EUROPEAN equities have sunk on fears over debt-riddled Spain after its central bank predicted a worsening recession, one day after Moody's downgraded credit ratings for five major Spanish regions.
Madrid's IBEX 35 index of top shares on Tuesday dived 1.33 per cent to 7772.30 points in late morning deals, as Spanish bond yields crept higher and bailout concerns intensified, dealers said.
London's FTSE 100 index of top companies fell 1.15 per cent to 5814.81 points, hit by fresh gloom in the retail sector following a profits warning from luxury handbag maker Mulberry.
Frankfurt's DAX 30 dropped 1.34 per cent to 7229.94 points and in Paris the CAC 40 index was down 1.20 per cent at 3442.04.
In foreign exchange trading, the European single currency weakened to $US1.3038 from $US1.3060 late in New York on Monday.
Gold prices slid to $US1717.18 ($A1671.14) ounce on the London Bullion Market from $US1,726.75.
The Bank of Spain on Tuesday forecast that a job-destroying recession kept a tight grip on the country's economy in the third quarter of 2012 when output shrank by an estimated 0.4 per cent.
If confirmed, the figures would mean that the Spanish recession, which has left one in four workers unemployed, is moving into a second year at a relentless pace.
The news came as Moody's cut its debt rating for five Spanish regions by one or two notches each, blaming their weak financial positions and looming debt redemptions.
"Stocks are in the red across Europe... after rating agency Moody's downgraded five Spanish regions," said market analyst David Madden at trading group IG.
"The credit rating for the Spanish government remains unchanged at one notch above junk status, but this will still put pressure on the Madrid government, because the semi-autonomous regions will need to lean on Madrid even more."
Extremadura was cut to Ba1 due to a "persistently high" operating deficit and frail liquidity.
Andalucia (BA2), Castilla-La Mancha (BA3), Catalunya (BA3) and Murcia (BA3) were all cited for poor liquidity and large maturing debt obligations.

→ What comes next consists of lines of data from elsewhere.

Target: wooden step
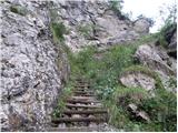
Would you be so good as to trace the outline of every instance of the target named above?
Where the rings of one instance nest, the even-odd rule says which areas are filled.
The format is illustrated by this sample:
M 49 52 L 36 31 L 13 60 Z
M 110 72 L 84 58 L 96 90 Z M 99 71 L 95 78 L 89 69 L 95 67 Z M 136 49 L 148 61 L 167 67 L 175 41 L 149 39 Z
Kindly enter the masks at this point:
M 93 100 L 81 101 L 81 100 L 68 99 L 68 100 L 66 100 L 66 101 L 67 101 L 68 103 L 86 103 L 86 104 L 100 103 L 99 101 L 93 101 Z
M 96 94 L 75 94 L 75 96 L 97 96 Z
M 93 132 L 99 131 L 99 126 L 88 127 L 88 126 L 79 126 L 79 127 L 50 127 L 48 132 Z
M 67 122 L 107 122 L 106 117 L 60 117 L 53 119 L 52 123 L 67 123 Z
M 87 93 L 90 93 L 90 94 L 93 94 L 93 91 L 80 91 L 80 90 L 76 90 L 76 91 L 73 91 L 73 93 L 82 93 L 82 94 L 87 94 Z
M 81 109 L 101 109 L 102 106 L 99 105 L 77 105 L 77 104 L 66 104 L 67 108 L 81 108 Z
M 65 114 L 105 114 L 108 113 L 106 110 L 87 110 L 87 111 L 63 111 Z
M 75 88 L 90 88 L 90 85 L 75 85 Z
M 83 95 L 81 95 L 81 96 L 71 96 L 71 99 L 72 100 L 96 100 L 96 98 L 95 96 L 83 96 Z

"Last night's downgrade of five Spanish regions... is likely to keep the pressure on the Spanish government's finances, given that the regions are likely to become much more reliant on the central government bailout funding facility as their interest costs rise," added CMC Markets analyst Michael Hewson.

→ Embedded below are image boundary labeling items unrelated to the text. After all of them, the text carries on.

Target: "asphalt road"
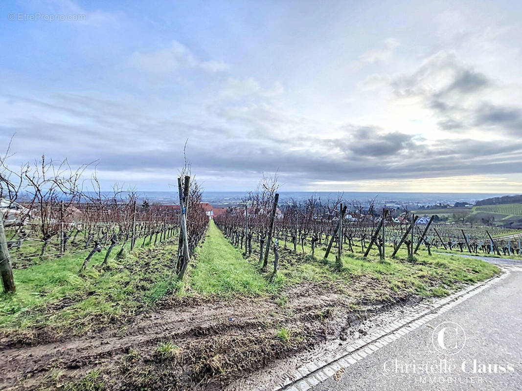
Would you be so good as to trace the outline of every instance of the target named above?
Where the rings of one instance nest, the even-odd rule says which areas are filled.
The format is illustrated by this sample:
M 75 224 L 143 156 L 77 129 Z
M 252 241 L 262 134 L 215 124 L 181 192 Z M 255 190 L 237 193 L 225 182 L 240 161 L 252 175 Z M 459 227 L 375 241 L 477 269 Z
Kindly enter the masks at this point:
M 509 269 L 506 278 L 350 366 L 338 381 L 312 389 L 522 390 L 522 268 Z M 444 322 L 465 332 L 465 338 L 453 323 L 444 325 L 450 327 L 442 344 L 452 356 L 435 350 L 442 350 L 437 326 Z

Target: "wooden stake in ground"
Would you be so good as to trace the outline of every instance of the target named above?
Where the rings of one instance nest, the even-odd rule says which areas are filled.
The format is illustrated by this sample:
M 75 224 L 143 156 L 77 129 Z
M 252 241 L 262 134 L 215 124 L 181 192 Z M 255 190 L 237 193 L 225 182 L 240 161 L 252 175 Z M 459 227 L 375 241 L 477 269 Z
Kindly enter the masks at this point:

The gloomy news followed mixed regional elections over the weekend for Spanish Prime Minister Mariano Rajoy.
Rajoy won a landslide in his home region of Galicia, but separatist forces gained ground in a regional election held the same day in the northern Basque country.
In London, the top-end consumer goods sector was in focus after Mulberry warned that annual profits would be lower than last year, due to falling wholesale revenues and international retail sales.
In reaction, Mulberry shares slumped to 925 pence.
It later stood at 1000 pence, down 24.24 per cent from Monday's closing level.
Rival luxury goods firm Burberry saw its share price tumble 4.01 per cent to 1125 pence.
Earlier this month, Burberry said group sales growth slowed during its second quarter.
The Mulberry news also hurt the French luxury goods sector on Tuesday.
Shares in fashion groups LVMH and PPR slid by 1.12 and 1.42 per cent respectively, to stand at 123.70 and 132 euros.